Paige looked at me, as though she knew exactly what had happened, which she probably did. She didn't say anything, though.

“I agree,” said Mrs. Smollet. “It would be one thing if someone would even take responsibility for it.”

“That's not how Satanic messages work,” I said. “Hiding messages is a sort of Satanic tradition.”

“So is hiding your identity, apparently,” said Mrs. Smollet.

“Then
I'm
a Satanist, and
I
wrote it,” I said.

Then Jenny stood up and said
she
was a Satanist and
she
wrote it.

And pretty soon half the room was taking credit for it. They were all chuckling, so it wasn't so dramatic that I could really compare it to people saying “I am Spartacus” or anything. But good feelings swelled inside of me. Mrs. Smollet looked like she was going to be sick.

Mr. Perkins sighed. “Okay,” he said. “If you're all done, I'll tell you what we're doing. It would be
way
too expensive to recall and reprint the yearbook on short notice, but I still don't think we can put it out as is. We're going to go through every copy and put a sticker over the poem.”

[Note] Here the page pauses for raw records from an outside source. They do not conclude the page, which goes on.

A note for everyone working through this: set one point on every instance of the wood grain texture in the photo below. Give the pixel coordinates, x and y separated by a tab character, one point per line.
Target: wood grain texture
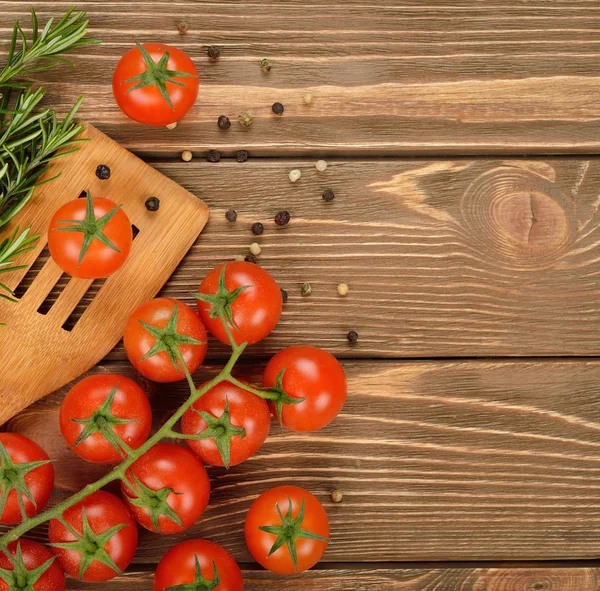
436	460
38	339
394	77
443	258
396	579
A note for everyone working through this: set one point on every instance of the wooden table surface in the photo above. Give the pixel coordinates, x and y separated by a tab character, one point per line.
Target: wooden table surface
462	140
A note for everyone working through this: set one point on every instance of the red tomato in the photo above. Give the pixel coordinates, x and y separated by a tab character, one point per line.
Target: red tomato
139	341
153	89
305	529
29	556
18	457
99	259
113	406
313	374
246	411
178	567
255	311
172	480
107	528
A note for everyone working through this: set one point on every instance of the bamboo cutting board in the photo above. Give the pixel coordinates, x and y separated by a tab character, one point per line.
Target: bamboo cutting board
39	351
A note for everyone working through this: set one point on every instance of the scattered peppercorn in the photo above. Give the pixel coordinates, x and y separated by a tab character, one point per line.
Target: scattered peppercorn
245	120
328	195
282	218
214	52
103	172
152	203
337	496
213	156
223	122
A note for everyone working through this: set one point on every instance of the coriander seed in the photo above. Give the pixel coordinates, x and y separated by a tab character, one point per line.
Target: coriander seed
223	122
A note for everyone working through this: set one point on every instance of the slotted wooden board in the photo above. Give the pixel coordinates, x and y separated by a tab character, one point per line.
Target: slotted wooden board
36	341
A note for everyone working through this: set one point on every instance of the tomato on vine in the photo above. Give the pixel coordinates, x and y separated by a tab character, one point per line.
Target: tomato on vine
90	238
26	478
198	564
241	299
158	333
96	539
167	489
226	425
287	530
104	416
155	84
314	378
30	566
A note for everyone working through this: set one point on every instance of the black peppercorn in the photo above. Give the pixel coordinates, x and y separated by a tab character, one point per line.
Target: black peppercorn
282	218
213	156
328	195
223	122
103	172
152	203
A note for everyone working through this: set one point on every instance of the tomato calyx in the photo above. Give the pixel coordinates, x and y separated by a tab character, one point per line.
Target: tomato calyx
222	300
90	545
290	531
91	228
154	501
168	339
157	75
12	477
102	421
221	430
19	578
200	583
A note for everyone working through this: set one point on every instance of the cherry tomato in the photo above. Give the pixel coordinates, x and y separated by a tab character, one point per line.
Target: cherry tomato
172	484
256	310
29	556
110	241
313	374
105	405
153	89
19	474
90	556
140	342
178	567
305	527
240	435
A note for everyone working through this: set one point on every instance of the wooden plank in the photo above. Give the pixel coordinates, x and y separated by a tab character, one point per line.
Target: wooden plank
437	461
387	78
390	579
443	258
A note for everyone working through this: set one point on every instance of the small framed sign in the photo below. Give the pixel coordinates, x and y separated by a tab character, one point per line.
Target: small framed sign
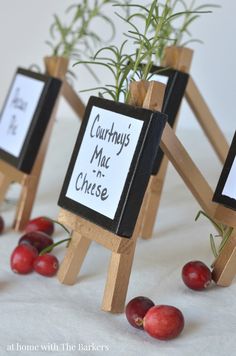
24	117
225	192
111	164
176	83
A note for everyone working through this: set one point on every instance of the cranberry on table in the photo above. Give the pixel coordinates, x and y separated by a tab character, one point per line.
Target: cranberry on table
22	259
163	322
40	224
136	309
196	275
46	265
1	224
38	239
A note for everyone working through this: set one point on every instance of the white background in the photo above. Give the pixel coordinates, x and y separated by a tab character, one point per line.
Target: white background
24	28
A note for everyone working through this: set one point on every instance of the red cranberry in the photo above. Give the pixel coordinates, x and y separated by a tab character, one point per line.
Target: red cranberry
40	224
163	322
38	239
46	265
1	225
22	259
196	275
136	310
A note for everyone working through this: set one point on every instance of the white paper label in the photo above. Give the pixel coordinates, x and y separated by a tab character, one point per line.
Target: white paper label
18	113
103	161
230	184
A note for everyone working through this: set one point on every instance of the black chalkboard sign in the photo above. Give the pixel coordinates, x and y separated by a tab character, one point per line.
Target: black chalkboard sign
225	192
24	117
111	164
176	82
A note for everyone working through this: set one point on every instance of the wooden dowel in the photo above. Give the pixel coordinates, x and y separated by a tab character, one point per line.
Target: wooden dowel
224	269
73	260
206	120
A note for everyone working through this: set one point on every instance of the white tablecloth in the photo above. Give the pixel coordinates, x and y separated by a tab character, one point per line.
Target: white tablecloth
42	317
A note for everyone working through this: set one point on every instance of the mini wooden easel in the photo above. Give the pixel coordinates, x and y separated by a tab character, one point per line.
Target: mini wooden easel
180	59
83	232
56	67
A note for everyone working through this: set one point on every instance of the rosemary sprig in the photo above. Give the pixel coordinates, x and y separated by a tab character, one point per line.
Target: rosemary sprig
224	231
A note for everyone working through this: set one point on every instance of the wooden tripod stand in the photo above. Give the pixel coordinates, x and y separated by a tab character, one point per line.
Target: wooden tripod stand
180	59
56	67
83	232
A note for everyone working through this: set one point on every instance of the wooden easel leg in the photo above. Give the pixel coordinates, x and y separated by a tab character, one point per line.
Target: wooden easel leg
117	282
206	120
25	204
73	259
153	198
4	185
224	268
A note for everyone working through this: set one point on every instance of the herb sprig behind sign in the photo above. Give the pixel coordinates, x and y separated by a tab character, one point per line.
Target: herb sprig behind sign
148	40
125	65
78	36
175	32
224	232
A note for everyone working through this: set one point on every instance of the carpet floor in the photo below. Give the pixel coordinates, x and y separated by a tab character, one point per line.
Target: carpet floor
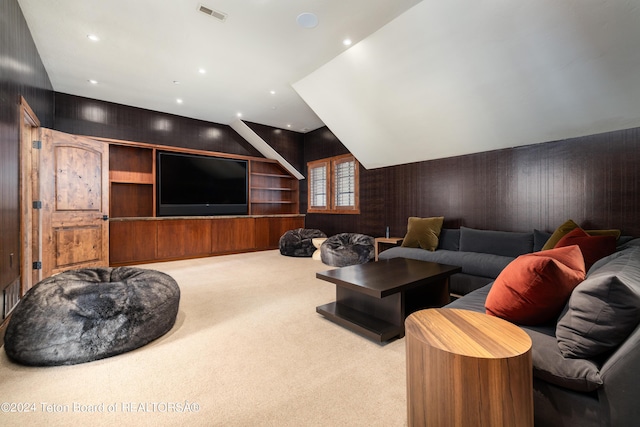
247	349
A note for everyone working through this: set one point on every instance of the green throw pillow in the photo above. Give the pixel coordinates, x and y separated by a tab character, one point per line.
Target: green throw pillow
560	232
423	233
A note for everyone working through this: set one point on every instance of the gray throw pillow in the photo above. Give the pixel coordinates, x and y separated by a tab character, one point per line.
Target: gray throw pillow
602	311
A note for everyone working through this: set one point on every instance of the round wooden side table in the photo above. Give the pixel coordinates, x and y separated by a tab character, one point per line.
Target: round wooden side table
467	369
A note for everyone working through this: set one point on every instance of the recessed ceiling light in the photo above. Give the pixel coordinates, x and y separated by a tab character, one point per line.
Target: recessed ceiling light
307	20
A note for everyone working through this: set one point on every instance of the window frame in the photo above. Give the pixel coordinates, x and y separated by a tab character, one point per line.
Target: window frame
331	165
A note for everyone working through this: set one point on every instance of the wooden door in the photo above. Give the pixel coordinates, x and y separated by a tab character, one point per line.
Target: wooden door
74	190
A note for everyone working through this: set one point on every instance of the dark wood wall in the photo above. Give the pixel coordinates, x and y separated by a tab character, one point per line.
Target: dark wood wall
21	74
85	116
594	180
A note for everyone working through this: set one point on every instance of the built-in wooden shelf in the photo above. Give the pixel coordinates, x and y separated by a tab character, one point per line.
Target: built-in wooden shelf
137	235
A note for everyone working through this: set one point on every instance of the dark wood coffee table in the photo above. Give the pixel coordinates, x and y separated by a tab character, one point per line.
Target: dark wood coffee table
373	299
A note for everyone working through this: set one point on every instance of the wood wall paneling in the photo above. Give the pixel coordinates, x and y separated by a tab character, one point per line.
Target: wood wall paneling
183	238
232	235
593	180
18	54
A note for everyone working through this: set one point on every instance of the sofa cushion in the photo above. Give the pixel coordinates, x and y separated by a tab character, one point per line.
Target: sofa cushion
534	288
504	243
548	363
559	233
449	239
539	239
423	233
603	310
581	375
592	247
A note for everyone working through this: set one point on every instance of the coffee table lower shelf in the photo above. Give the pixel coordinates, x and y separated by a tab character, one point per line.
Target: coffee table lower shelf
359	322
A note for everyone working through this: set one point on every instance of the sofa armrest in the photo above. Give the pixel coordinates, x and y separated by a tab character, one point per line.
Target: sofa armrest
621	376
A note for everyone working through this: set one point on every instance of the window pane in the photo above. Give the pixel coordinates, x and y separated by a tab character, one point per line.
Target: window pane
345	183
318	182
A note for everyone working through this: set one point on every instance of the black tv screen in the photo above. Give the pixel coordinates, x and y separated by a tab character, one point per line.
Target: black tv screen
189	184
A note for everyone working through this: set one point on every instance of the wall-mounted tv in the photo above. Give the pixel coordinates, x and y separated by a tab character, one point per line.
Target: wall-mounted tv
189	184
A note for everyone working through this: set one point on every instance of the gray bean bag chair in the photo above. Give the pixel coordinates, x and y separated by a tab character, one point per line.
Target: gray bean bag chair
298	243
347	249
84	315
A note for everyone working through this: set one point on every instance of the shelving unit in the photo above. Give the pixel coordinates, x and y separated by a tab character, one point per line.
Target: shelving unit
272	189
137	235
132	181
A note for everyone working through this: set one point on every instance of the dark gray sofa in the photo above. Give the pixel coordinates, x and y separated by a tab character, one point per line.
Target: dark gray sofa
599	391
482	254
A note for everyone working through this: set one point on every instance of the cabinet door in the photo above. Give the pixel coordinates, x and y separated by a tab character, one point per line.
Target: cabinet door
232	235
74	189
132	241
184	238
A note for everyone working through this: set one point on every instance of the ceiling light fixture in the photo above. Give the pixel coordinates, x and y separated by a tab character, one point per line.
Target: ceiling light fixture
307	20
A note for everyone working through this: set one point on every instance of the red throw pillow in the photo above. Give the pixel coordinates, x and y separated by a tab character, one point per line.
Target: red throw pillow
593	247
535	287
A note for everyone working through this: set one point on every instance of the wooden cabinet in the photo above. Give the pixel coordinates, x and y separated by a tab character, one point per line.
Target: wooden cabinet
233	235
134	241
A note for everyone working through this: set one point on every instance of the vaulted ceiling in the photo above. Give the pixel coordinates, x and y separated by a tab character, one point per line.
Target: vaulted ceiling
422	79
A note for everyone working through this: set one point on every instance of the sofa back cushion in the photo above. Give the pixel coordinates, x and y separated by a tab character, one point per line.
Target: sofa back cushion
603	310
449	239
504	243
593	247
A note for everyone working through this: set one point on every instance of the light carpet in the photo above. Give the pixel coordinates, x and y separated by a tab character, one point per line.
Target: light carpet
247	349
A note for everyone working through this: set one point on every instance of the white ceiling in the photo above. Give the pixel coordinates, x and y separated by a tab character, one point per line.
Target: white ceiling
147	44
424	79
462	76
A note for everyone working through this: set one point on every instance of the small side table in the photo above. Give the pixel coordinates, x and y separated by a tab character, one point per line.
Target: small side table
317	242
385	243
467	369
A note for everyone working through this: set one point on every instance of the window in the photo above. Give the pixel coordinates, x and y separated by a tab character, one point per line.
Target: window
333	185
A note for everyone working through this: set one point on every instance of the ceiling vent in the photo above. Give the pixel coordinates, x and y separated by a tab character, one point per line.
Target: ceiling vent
220	16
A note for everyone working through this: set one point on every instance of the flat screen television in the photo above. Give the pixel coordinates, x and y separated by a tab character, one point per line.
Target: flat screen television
189	184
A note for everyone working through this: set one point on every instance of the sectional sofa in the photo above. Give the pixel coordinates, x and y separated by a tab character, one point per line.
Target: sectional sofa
586	359
482	254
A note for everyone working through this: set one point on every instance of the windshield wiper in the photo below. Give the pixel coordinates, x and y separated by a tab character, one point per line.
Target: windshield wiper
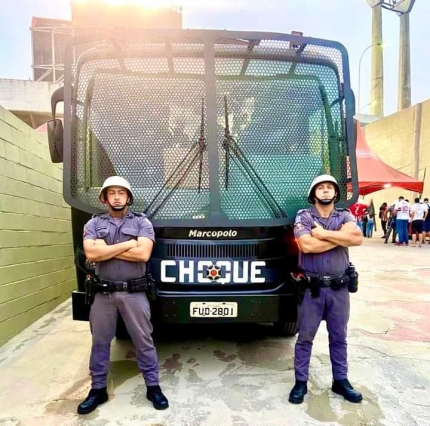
233	150
177	177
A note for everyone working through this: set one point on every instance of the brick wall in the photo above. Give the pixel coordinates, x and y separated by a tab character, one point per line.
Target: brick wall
36	252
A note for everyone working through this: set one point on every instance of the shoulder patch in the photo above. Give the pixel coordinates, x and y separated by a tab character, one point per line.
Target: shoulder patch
302	211
138	214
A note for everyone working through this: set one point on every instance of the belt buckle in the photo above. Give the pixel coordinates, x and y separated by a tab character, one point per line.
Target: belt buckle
326	280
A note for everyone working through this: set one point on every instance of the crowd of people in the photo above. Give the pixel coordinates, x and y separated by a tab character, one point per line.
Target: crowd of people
400	219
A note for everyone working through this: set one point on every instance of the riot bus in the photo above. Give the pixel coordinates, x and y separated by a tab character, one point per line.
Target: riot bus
220	134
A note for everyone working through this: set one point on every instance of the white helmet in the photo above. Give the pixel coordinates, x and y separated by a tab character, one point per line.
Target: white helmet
116	181
317	181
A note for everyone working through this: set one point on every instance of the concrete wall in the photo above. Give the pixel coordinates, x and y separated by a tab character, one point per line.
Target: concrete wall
36	252
29	100
392	140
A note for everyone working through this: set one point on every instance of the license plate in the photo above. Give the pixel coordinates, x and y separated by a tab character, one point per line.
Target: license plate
213	309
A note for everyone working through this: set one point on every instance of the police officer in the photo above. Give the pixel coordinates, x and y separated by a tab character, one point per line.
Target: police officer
119	242
324	234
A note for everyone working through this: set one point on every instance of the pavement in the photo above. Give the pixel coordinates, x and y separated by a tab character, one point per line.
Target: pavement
241	375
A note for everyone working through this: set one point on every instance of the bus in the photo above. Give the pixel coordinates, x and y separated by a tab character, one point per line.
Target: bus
220	134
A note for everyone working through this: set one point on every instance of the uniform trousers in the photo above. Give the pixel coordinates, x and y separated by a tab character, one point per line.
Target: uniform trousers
333	307
135	311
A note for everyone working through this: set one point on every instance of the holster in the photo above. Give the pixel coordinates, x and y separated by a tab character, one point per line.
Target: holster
152	288
301	283
89	293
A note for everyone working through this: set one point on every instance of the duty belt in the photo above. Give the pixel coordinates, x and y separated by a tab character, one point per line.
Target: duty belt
131	286
333	281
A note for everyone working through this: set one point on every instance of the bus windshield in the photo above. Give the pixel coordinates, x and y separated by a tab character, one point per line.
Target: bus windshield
230	128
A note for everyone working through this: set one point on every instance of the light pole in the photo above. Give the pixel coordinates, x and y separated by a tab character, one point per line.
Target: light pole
359	72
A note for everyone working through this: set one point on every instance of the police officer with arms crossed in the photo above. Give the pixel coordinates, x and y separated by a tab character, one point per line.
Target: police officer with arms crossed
120	242
324	234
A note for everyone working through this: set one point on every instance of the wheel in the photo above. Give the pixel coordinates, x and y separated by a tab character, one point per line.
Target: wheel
285	328
121	330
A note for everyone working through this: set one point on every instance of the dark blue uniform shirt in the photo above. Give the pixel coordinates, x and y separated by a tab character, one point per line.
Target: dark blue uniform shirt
331	262
115	231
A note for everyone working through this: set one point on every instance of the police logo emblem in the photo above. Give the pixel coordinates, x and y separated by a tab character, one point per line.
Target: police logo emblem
214	273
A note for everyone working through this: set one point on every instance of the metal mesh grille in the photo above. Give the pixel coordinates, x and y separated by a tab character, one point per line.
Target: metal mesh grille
277	112
140	110
206	251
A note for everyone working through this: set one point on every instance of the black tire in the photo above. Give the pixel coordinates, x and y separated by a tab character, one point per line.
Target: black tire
286	328
121	330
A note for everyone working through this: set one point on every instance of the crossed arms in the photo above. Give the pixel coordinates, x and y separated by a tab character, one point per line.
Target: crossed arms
132	251
321	240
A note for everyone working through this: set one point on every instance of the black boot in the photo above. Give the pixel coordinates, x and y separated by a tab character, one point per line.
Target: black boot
154	394
93	400
344	388
298	392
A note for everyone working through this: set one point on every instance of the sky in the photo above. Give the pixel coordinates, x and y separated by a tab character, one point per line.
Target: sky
346	21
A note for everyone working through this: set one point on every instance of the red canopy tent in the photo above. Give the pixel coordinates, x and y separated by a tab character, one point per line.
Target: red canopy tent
374	174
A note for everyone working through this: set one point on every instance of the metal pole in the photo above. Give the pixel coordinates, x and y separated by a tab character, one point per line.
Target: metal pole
377	78
53	55
404	88
359	77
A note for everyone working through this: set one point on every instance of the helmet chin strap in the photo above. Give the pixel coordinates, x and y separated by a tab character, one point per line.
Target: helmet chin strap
117	208
325	202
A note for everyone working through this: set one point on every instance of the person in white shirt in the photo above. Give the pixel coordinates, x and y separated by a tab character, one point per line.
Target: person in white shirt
402	220
419	212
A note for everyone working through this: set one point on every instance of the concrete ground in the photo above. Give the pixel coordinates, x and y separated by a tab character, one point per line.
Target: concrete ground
241	375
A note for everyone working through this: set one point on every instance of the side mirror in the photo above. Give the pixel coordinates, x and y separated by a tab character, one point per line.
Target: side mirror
55	140
55	129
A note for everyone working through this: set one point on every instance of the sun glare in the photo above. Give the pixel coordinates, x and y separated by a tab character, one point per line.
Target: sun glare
149	4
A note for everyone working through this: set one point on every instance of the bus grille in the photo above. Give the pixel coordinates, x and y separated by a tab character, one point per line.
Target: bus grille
219	251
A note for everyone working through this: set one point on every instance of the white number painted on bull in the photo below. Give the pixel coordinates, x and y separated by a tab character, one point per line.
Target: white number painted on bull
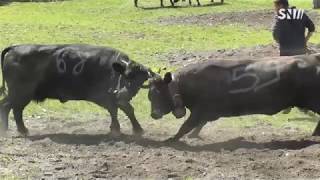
77	69
61	65
256	86
236	77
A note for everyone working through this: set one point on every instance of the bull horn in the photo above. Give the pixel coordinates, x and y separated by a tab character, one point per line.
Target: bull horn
145	86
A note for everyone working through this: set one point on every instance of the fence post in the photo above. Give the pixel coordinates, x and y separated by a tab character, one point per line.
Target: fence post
316	4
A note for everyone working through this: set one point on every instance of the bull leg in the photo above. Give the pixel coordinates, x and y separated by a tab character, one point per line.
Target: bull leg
17	113
186	127
129	111
5	108
316	132
198	3
195	133
172	2
115	126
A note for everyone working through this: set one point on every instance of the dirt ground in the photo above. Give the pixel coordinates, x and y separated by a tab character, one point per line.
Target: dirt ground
256	19
69	148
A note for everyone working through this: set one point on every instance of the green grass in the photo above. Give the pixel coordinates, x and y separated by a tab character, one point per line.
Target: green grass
118	24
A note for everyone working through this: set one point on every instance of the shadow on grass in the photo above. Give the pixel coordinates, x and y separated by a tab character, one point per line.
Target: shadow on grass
231	145
176	7
7	2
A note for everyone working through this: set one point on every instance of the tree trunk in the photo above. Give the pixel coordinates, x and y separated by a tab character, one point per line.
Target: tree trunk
316	4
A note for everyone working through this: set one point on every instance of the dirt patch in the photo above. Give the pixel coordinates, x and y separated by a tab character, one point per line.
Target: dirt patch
257	19
182	57
60	149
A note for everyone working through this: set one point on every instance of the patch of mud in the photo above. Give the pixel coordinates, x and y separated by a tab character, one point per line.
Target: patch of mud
261	19
182	57
85	150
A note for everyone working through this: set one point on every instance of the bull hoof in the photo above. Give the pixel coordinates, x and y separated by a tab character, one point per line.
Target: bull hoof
115	133
3	133
170	140
23	131
315	133
138	132
194	136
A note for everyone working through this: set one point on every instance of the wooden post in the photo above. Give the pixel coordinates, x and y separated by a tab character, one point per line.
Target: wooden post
316	4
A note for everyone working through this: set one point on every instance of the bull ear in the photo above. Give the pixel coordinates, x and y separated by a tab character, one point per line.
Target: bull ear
118	67
167	77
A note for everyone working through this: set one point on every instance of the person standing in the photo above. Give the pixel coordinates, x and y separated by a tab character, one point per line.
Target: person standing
290	27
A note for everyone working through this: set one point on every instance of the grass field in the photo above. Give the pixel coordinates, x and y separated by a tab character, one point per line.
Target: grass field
118	24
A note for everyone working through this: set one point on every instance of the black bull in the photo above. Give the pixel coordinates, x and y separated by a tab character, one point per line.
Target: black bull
104	76
231	88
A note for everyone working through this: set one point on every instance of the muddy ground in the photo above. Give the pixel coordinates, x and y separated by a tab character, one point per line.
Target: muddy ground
69	148
256	19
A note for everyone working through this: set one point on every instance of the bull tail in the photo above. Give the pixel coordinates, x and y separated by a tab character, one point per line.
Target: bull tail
3	87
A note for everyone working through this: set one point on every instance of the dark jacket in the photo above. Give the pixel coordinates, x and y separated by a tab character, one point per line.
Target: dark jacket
289	32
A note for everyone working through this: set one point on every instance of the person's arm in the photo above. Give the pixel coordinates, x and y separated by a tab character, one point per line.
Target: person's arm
276	30
310	26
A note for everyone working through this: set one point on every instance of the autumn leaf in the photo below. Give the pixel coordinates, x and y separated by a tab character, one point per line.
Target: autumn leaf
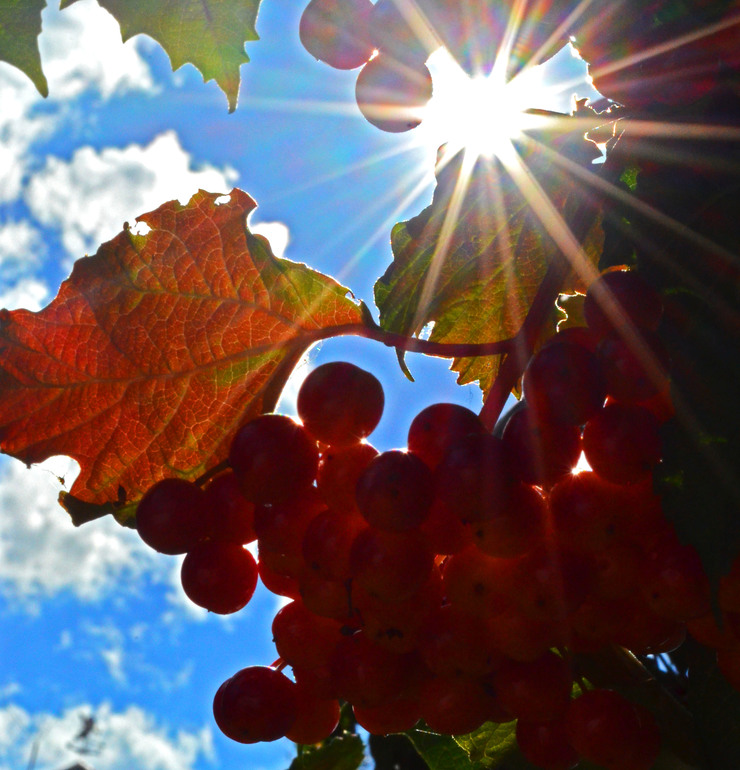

“Why not just put a sticker over the second line so the acrostic says ‘Stan Rules'?” I asked.

“Because Stan doesn't rule,” said Paige.

This was the first thing she'd said to me the whole day.

“Let's be totally blunt,” said Mr. Perkins. “The poem is lousy anyway, and if you changed one line, that would wreck the rhyme scheme and make it even worse. No one approved it, anyway. So we're just going to cover it up and forget about it. Everyone on yearbook, please grab some stickers from the pile on the desk, and let's get to work. Meeting adjourned.”